Announced yesterday, the proposals include a ban on new conventional petrol and diesel cars and vans by 2040, and a requirement for local authorities to devise plans to improve air quality.
However ClientEarth CEO, James Thornton, believes this is simply a diversionary tactic, and fails to ensure that drivers of the most polluting vehicles are fined if they enter 'clean air zones'.
"The Department for the Environment, Food and Rural Affairs' own evidence shows that charging clean air zones would be the swiftest way to tackle illegal levels of pollution," he said.
"Yet the government is passing the buck to local authorities to come up with their own schemes as an alternative to clean air zones which charge the most polluting vehicles to enter our towns and cities.

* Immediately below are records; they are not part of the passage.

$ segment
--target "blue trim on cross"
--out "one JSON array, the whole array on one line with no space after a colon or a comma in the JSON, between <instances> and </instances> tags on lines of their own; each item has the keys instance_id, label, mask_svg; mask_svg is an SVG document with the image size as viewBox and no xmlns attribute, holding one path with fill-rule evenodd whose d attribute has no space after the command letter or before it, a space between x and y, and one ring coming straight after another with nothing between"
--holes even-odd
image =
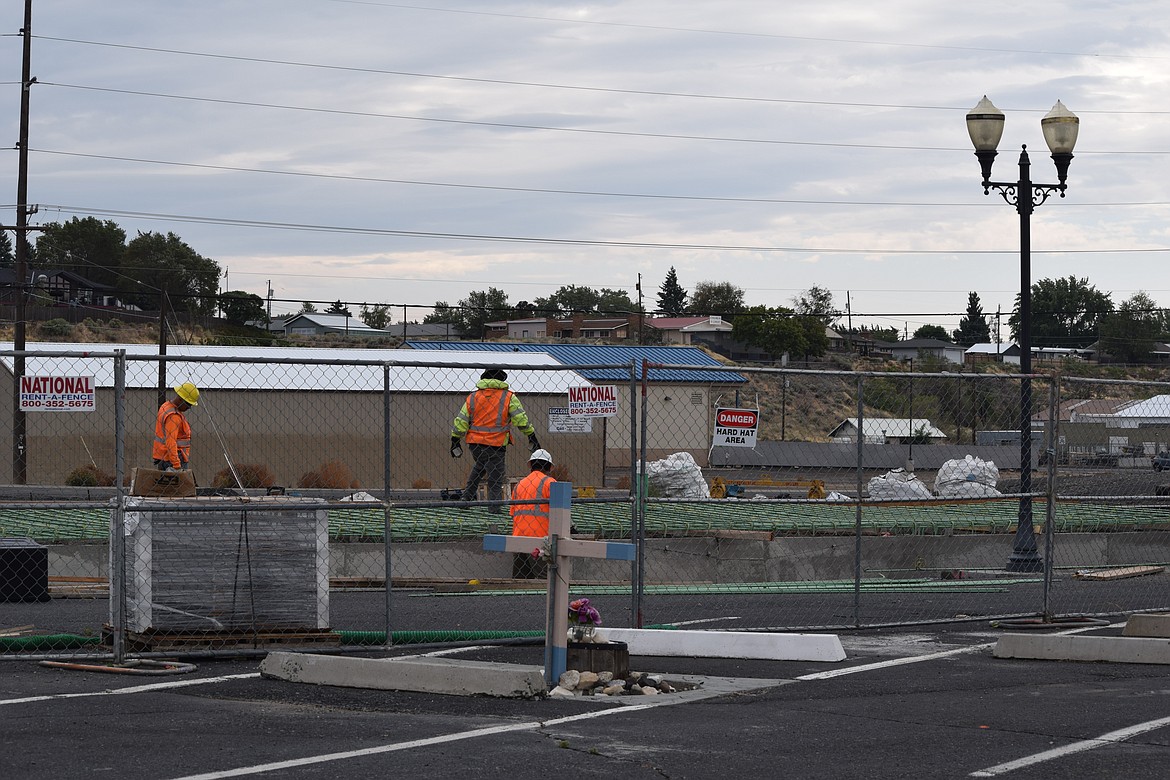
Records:
<instances>
[{"instance_id":1,"label":"blue trim on cross","mask_svg":"<svg viewBox=\"0 0 1170 780\"><path fill-rule=\"evenodd\" d=\"M564 642L565 640L561 641ZM565 673L568 665L569 648L566 645L553 645L552 647L545 648L544 668L548 673L548 679L545 682L548 683L550 688L560 681L561 675Z\"/></svg>"},{"instance_id":2,"label":"blue trim on cross","mask_svg":"<svg viewBox=\"0 0 1170 780\"><path fill-rule=\"evenodd\" d=\"M508 537L502 534L484 534L483 549L488 552L507 552Z\"/></svg>"},{"instance_id":3,"label":"blue trim on cross","mask_svg":"<svg viewBox=\"0 0 1170 780\"><path fill-rule=\"evenodd\" d=\"M605 557L611 561L632 561L636 550L637 548L629 542L607 542Z\"/></svg>"},{"instance_id":4,"label":"blue trim on cross","mask_svg":"<svg viewBox=\"0 0 1170 780\"><path fill-rule=\"evenodd\" d=\"M549 509L568 509L573 500L572 482L554 482L548 488Z\"/></svg>"}]
</instances>

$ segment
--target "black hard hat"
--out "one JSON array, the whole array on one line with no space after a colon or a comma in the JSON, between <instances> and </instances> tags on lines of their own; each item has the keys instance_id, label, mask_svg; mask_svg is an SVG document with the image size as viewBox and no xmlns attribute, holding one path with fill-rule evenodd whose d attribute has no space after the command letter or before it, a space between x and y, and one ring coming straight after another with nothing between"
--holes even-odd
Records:
<instances>
[{"instance_id":1,"label":"black hard hat","mask_svg":"<svg viewBox=\"0 0 1170 780\"><path fill-rule=\"evenodd\" d=\"M498 379L501 382L508 378L508 373L502 368L485 368L480 379Z\"/></svg>"}]
</instances>

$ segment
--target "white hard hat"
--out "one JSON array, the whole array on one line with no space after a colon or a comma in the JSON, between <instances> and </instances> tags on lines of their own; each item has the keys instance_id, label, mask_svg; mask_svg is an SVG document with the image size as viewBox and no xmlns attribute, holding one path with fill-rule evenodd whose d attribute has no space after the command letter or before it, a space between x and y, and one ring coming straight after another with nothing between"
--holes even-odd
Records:
<instances>
[{"instance_id":1,"label":"white hard hat","mask_svg":"<svg viewBox=\"0 0 1170 780\"><path fill-rule=\"evenodd\" d=\"M531 463L534 460L542 460L550 466L553 462L552 455L549 454L548 450L534 450L533 453L528 456L528 462Z\"/></svg>"}]
</instances>

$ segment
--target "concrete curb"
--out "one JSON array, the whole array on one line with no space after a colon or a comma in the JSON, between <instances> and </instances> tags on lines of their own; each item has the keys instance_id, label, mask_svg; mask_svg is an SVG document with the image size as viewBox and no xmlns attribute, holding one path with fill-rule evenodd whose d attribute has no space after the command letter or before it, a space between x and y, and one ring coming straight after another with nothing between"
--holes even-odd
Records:
<instances>
[{"instance_id":1,"label":"concrete curb","mask_svg":"<svg viewBox=\"0 0 1170 780\"><path fill-rule=\"evenodd\" d=\"M1170 638L1170 615L1130 615L1121 635Z\"/></svg>"},{"instance_id":2,"label":"concrete curb","mask_svg":"<svg viewBox=\"0 0 1170 780\"><path fill-rule=\"evenodd\" d=\"M1121 636L1044 636L1004 634L996 658L1046 661L1108 661L1119 664L1170 664L1170 639Z\"/></svg>"},{"instance_id":3,"label":"concrete curb","mask_svg":"<svg viewBox=\"0 0 1170 780\"><path fill-rule=\"evenodd\" d=\"M416 691L456 696L544 696L539 666L452 658L354 658L273 652L260 662L264 677L314 685Z\"/></svg>"},{"instance_id":4,"label":"concrete curb","mask_svg":"<svg viewBox=\"0 0 1170 780\"><path fill-rule=\"evenodd\" d=\"M606 639L625 642L630 655L767 661L845 660L845 649L835 634L669 631L649 628L605 628L602 633Z\"/></svg>"}]
</instances>

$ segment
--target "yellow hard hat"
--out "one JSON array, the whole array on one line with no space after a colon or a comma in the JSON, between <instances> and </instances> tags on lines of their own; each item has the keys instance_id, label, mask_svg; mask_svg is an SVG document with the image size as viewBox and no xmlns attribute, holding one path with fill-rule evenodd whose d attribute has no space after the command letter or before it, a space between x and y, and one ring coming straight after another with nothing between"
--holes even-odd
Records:
<instances>
[{"instance_id":1,"label":"yellow hard hat","mask_svg":"<svg viewBox=\"0 0 1170 780\"><path fill-rule=\"evenodd\" d=\"M184 382L181 385L175 385L175 394L191 406L199 405L199 388L190 382Z\"/></svg>"}]
</instances>

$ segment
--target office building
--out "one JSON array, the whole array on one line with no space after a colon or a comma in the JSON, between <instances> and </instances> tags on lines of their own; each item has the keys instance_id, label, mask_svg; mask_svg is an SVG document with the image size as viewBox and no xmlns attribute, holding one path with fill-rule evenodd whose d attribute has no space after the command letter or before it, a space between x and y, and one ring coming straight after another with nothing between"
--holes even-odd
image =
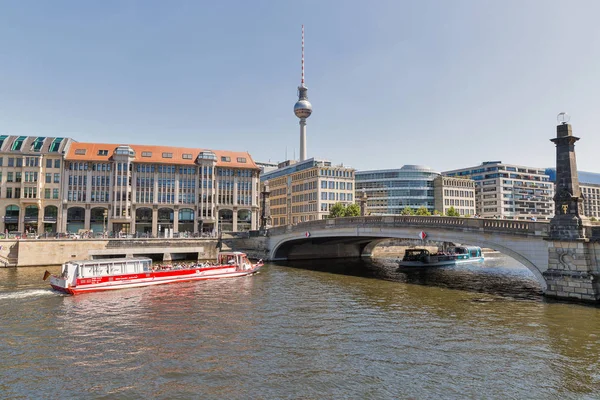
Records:
<instances>
[{"instance_id":1,"label":"office building","mask_svg":"<svg viewBox=\"0 0 600 400\"><path fill-rule=\"evenodd\" d=\"M245 152L73 142L61 229L149 236L257 229L259 171Z\"/></svg>"},{"instance_id":2,"label":"office building","mask_svg":"<svg viewBox=\"0 0 600 400\"><path fill-rule=\"evenodd\" d=\"M475 208L481 217L541 221L554 215L554 184L543 168L487 161L442 174L475 181Z\"/></svg>"},{"instance_id":3,"label":"office building","mask_svg":"<svg viewBox=\"0 0 600 400\"><path fill-rule=\"evenodd\" d=\"M438 176L439 172L421 165L357 171L356 196L367 195L370 215L399 215L406 207L413 211L425 207L433 214L434 180Z\"/></svg>"},{"instance_id":4,"label":"office building","mask_svg":"<svg viewBox=\"0 0 600 400\"><path fill-rule=\"evenodd\" d=\"M460 216L474 216L475 181L440 175L433 180L435 209L447 215L451 208Z\"/></svg>"},{"instance_id":5,"label":"office building","mask_svg":"<svg viewBox=\"0 0 600 400\"><path fill-rule=\"evenodd\" d=\"M260 180L269 187L272 226L324 219L335 203L354 203L354 169L326 160L285 161Z\"/></svg>"}]
</instances>

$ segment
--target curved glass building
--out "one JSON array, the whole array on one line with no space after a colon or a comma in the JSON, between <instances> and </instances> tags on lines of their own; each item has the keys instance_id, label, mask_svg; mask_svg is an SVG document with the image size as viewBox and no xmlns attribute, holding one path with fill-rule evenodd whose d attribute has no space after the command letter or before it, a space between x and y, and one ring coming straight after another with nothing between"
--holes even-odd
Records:
<instances>
[{"instance_id":1,"label":"curved glass building","mask_svg":"<svg viewBox=\"0 0 600 400\"><path fill-rule=\"evenodd\" d=\"M410 207L434 211L434 179L439 172L423 165L405 165L400 169L357 171L356 195L366 193L371 215L401 214Z\"/></svg>"}]
</instances>

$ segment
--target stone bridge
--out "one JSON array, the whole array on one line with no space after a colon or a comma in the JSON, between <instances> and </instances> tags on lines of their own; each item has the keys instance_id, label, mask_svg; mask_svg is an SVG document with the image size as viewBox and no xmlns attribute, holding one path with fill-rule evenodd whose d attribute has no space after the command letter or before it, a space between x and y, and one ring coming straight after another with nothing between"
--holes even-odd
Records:
<instances>
[{"instance_id":1,"label":"stone bridge","mask_svg":"<svg viewBox=\"0 0 600 400\"><path fill-rule=\"evenodd\" d=\"M336 218L272 228L269 230L269 249L272 260L365 257L385 239L418 239L420 232L425 232L425 241L469 244L512 257L535 275L545 291L544 273L548 270L549 247L552 246L551 241L545 240L549 229L547 222L480 218ZM577 248L582 244L568 243L566 246ZM600 255L600 247L598 253Z\"/></svg>"}]
</instances>

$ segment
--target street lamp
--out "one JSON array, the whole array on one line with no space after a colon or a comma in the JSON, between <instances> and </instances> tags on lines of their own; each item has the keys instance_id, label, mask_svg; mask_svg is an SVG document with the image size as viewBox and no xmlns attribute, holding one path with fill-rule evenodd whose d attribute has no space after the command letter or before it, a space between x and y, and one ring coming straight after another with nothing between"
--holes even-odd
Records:
<instances>
[{"instance_id":1,"label":"street lamp","mask_svg":"<svg viewBox=\"0 0 600 400\"><path fill-rule=\"evenodd\" d=\"M364 217L367 215L367 192L365 189L362 190L362 196L360 198L360 216Z\"/></svg>"},{"instance_id":2,"label":"street lamp","mask_svg":"<svg viewBox=\"0 0 600 400\"><path fill-rule=\"evenodd\" d=\"M108 217L107 209L104 209L104 211L102 211L102 216L104 217L104 225L103 225L104 231L102 232L102 237L106 237L106 217Z\"/></svg>"},{"instance_id":3,"label":"street lamp","mask_svg":"<svg viewBox=\"0 0 600 400\"><path fill-rule=\"evenodd\" d=\"M269 195L269 181L264 182L262 194L262 210L260 213L260 231L264 234L267 231L267 220L269 216L267 215L267 200Z\"/></svg>"}]
</instances>

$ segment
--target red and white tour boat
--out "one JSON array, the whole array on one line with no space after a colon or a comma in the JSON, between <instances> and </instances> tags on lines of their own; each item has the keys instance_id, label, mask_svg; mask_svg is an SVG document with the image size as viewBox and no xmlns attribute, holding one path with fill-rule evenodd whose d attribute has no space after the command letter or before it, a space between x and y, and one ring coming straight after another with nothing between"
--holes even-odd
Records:
<instances>
[{"instance_id":1,"label":"red and white tour boat","mask_svg":"<svg viewBox=\"0 0 600 400\"><path fill-rule=\"evenodd\" d=\"M68 261L60 275L48 271L52 288L68 294L125 289L164 283L234 278L254 274L263 266L262 260L252 264L246 254L234 251L219 253L217 264L158 265L146 257L106 258L101 260Z\"/></svg>"}]
</instances>

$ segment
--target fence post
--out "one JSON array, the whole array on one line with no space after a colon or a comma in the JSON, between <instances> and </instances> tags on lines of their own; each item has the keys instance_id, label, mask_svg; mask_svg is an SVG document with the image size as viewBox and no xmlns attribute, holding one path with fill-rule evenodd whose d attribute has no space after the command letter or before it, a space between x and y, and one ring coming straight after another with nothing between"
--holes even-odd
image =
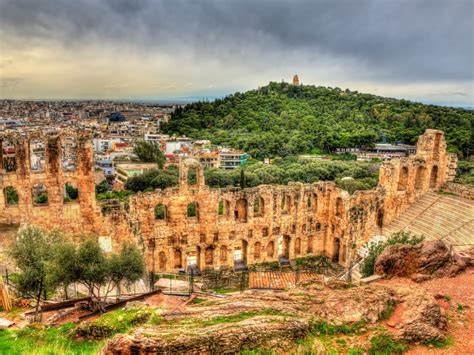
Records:
<instances>
[{"instance_id":1,"label":"fence post","mask_svg":"<svg viewBox=\"0 0 474 355\"><path fill-rule=\"evenodd\" d=\"M194 292L194 270L191 269L191 276L189 277L189 296Z\"/></svg>"},{"instance_id":2,"label":"fence post","mask_svg":"<svg viewBox=\"0 0 474 355\"><path fill-rule=\"evenodd\" d=\"M295 286L298 285L299 281L300 281L300 269L296 268L296 271L295 271Z\"/></svg>"}]
</instances>

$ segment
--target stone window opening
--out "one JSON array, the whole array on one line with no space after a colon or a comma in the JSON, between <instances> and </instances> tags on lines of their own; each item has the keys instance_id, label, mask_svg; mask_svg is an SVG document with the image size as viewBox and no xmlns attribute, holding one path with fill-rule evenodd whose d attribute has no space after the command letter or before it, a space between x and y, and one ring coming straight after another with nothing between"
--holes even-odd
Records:
<instances>
[{"instance_id":1,"label":"stone window opening","mask_svg":"<svg viewBox=\"0 0 474 355\"><path fill-rule=\"evenodd\" d=\"M438 181L438 166L433 166L431 168L431 176L430 176L430 188L435 188L436 183Z\"/></svg>"},{"instance_id":2,"label":"stone window opening","mask_svg":"<svg viewBox=\"0 0 474 355\"><path fill-rule=\"evenodd\" d=\"M204 251L206 266L212 266L214 264L214 248L209 246Z\"/></svg>"},{"instance_id":3,"label":"stone window opening","mask_svg":"<svg viewBox=\"0 0 474 355\"><path fill-rule=\"evenodd\" d=\"M249 230L247 231L247 238L248 238L248 239L252 239L252 237L253 237L253 230L249 229Z\"/></svg>"},{"instance_id":4,"label":"stone window opening","mask_svg":"<svg viewBox=\"0 0 474 355\"><path fill-rule=\"evenodd\" d=\"M267 244L267 258L273 259L273 255L275 253L275 245L273 241L268 242Z\"/></svg>"},{"instance_id":5,"label":"stone window opening","mask_svg":"<svg viewBox=\"0 0 474 355\"><path fill-rule=\"evenodd\" d=\"M314 244L314 238L313 236L308 237L308 245L306 247L306 253L312 254L313 253L313 244Z\"/></svg>"},{"instance_id":6,"label":"stone window opening","mask_svg":"<svg viewBox=\"0 0 474 355\"><path fill-rule=\"evenodd\" d=\"M17 206L20 200L18 191L13 186L7 186L3 189L3 194L5 196L5 205L8 206Z\"/></svg>"},{"instance_id":7,"label":"stone window opening","mask_svg":"<svg viewBox=\"0 0 474 355\"><path fill-rule=\"evenodd\" d=\"M217 214L222 216L224 214L224 201L220 200L219 205L217 207Z\"/></svg>"},{"instance_id":8,"label":"stone window opening","mask_svg":"<svg viewBox=\"0 0 474 355\"><path fill-rule=\"evenodd\" d=\"M240 198L235 203L235 220L238 222L247 222L247 200Z\"/></svg>"},{"instance_id":9,"label":"stone window opening","mask_svg":"<svg viewBox=\"0 0 474 355\"><path fill-rule=\"evenodd\" d=\"M281 198L281 213L289 213L291 209L291 196L283 194Z\"/></svg>"},{"instance_id":10,"label":"stone window opening","mask_svg":"<svg viewBox=\"0 0 474 355\"><path fill-rule=\"evenodd\" d=\"M234 240L235 239L235 232L232 231L229 233L229 240Z\"/></svg>"},{"instance_id":11,"label":"stone window opening","mask_svg":"<svg viewBox=\"0 0 474 355\"><path fill-rule=\"evenodd\" d=\"M197 202L191 202L187 207L187 216L188 218L198 218L199 219L199 210Z\"/></svg>"},{"instance_id":12,"label":"stone window opening","mask_svg":"<svg viewBox=\"0 0 474 355\"><path fill-rule=\"evenodd\" d=\"M415 189L420 190L423 188L423 181L425 180L425 167L419 166L416 169L416 177L415 177Z\"/></svg>"},{"instance_id":13,"label":"stone window opening","mask_svg":"<svg viewBox=\"0 0 474 355\"><path fill-rule=\"evenodd\" d=\"M64 137L61 141L62 168L64 171L74 171L77 167L77 145L74 137Z\"/></svg>"},{"instance_id":14,"label":"stone window opening","mask_svg":"<svg viewBox=\"0 0 474 355\"><path fill-rule=\"evenodd\" d=\"M253 203L253 215L255 217L262 217L265 213L265 200L261 197L255 199Z\"/></svg>"},{"instance_id":15,"label":"stone window opening","mask_svg":"<svg viewBox=\"0 0 474 355\"><path fill-rule=\"evenodd\" d=\"M336 216L342 217L344 214L344 204L342 202L342 198L338 197L336 200Z\"/></svg>"},{"instance_id":16,"label":"stone window opening","mask_svg":"<svg viewBox=\"0 0 474 355\"><path fill-rule=\"evenodd\" d=\"M334 263L339 262L339 251L341 247L341 241L339 238L334 238L334 250L332 254L332 261Z\"/></svg>"},{"instance_id":17,"label":"stone window opening","mask_svg":"<svg viewBox=\"0 0 474 355\"><path fill-rule=\"evenodd\" d=\"M30 141L30 167L31 172L44 172L46 163L45 144L42 140L32 139Z\"/></svg>"},{"instance_id":18,"label":"stone window opening","mask_svg":"<svg viewBox=\"0 0 474 355\"><path fill-rule=\"evenodd\" d=\"M408 168L406 166L400 169L398 176L398 191L406 191L408 185Z\"/></svg>"},{"instance_id":19,"label":"stone window opening","mask_svg":"<svg viewBox=\"0 0 474 355\"><path fill-rule=\"evenodd\" d=\"M313 211L317 211L318 210L318 194L313 192L311 194L311 199L312 199L312 208L313 208Z\"/></svg>"},{"instance_id":20,"label":"stone window opening","mask_svg":"<svg viewBox=\"0 0 474 355\"><path fill-rule=\"evenodd\" d=\"M316 232L321 231L321 223L316 223Z\"/></svg>"},{"instance_id":21,"label":"stone window opening","mask_svg":"<svg viewBox=\"0 0 474 355\"><path fill-rule=\"evenodd\" d=\"M205 243L206 242L206 235L201 234L199 235L199 243Z\"/></svg>"},{"instance_id":22,"label":"stone window opening","mask_svg":"<svg viewBox=\"0 0 474 355\"><path fill-rule=\"evenodd\" d=\"M181 257L181 250L176 249L174 251L174 268L181 269L183 267L183 261Z\"/></svg>"},{"instance_id":23,"label":"stone window opening","mask_svg":"<svg viewBox=\"0 0 474 355\"><path fill-rule=\"evenodd\" d=\"M79 189L70 183L64 184L64 203L75 202L79 198Z\"/></svg>"},{"instance_id":24,"label":"stone window opening","mask_svg":"<svg viewBox=\"0 0 474 355\"><path fill-rule=\"evenodd\" d=\"M197 168L190 168L188 170L188 185L192 186L192 185L196 185L197 184Z\"/></svg>"},{"instance_id":25,"label":"stone window opening","mask_svg":"<svg viewBox=\"0 0 474 355\"><path fill-rule=\"evenodd\" d=\"M158 254L158 269L160 271L166 270L166 254L164 251L160 251Z\"/></svg>"},{"instance_id":26,"label":"stone window opening","mask_svg":"<svg viewBox=\"0 0 474 355\"><path fill-rule=\"evenodd\" d=\"M268 227L262 228L262 237L268 237Z\"/></svg>"},{"instance_id":27,"label":"stone window opening","mask_svg":"<svg viewBox=\"0 0 474 355\"><path fill-rule=\"evenodd\" d=\"M311 205L312 205L311 194L308 194L306 207L311 208Z\"/></svg>"},{"instance_id":28,"label":"stone window opening","mask_svg":"<svg viewBox=\"0 0 474 355\"><path fill-rule=\"evenodd\" d=\"M0 170L6 173L16 171L16 147L9 140L0 140Z\"/></svg>"},{"instance_id":29,"label":"stone window opening","mask_svg":"<svg viewBox=\"0 0 474 355\"><path fill-rule=\"evenodd\" d=\"M48 205L48 189L43 184L33 185L32 188L33 205L45 206Z\"/></svg>"},{"instance_id":30,"label":"stone window opening","mask_svg":"<svg viewBox=\"0 0 474 355\"><path fill-rule=\"evenodd\" d=\"M164 221L167 219L166 206L162 203L159 203L155 206L155 220Z\"/></svg>"},{"instance_id":31,"label":"stone window opening","mask_svg":"<svg viewBox=\"0 0 474 355\"><path fill-rule=\"evenodd\" d=\"M218 242L219 241L219 233L214 233L214 238L213 238L214 242Z\"/></svg>"},{"instance_id":32,"label":"stone window opening","mask_svg":"<svg viewBox=\"0 0 474 355\"><path fill-rule=\"evenodd\" d=\"M301 254L301 238L295 239L295 254L296 255Z\"/></svg>"},{"instance_id":33,"label":"stone window opening","mask_svg":"<svg viewBox=\"0 0 474 355\"><path fill-rule=\"evenodd\" d=\"M222 245L220 248L219 259L221 263L227 263L227 247L225 245Z\"/></svg>"},{"instance_id":34,"label":"stone window opening","mask_svg":"<svg viewBox=\"0 0 474 355\"><path fill-rule=\"evenodd\" d=\"M253 245L253 258L255 260L259 260L260 259L260 250L262 249L262 244L260 242L256 242L254 245Z\"/></svg>"}]
</instances>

"This is little more than a shabby rewrite of the previous draft plans and is underwhelming and lacking in urgency."
The government says that poor air quality is the largest environmental risk to public health in the UK, and that NO2 levels in the air are above legal limits in almost 90% of urban areas.
This is estimated to be responsible for approximately 23,500 early deaths in the UK each year, and cost the country £2.7bn through its impact on productivity.
Yesterday's plans include £255m in provision to help towns and cities implement plans to improve air quality, allowing them to bid for money from a new Clean Air Fund.
This could include changing road layouts, removing traffic lights and speed humps or upgrading bus fleets, while the government will also issue a consultation to gather views from those affected.
"We are determined to deliver a green revolution in transport and reduce pollution in our towns and cities," Transport secretary, Chris Grayling, said.
"We are taking bold action and want nearly every car and van on UK roads to be zero emission by 2050."
The government will publish a comprehensive Clean Air Strategy next year to address other sources of air pollution.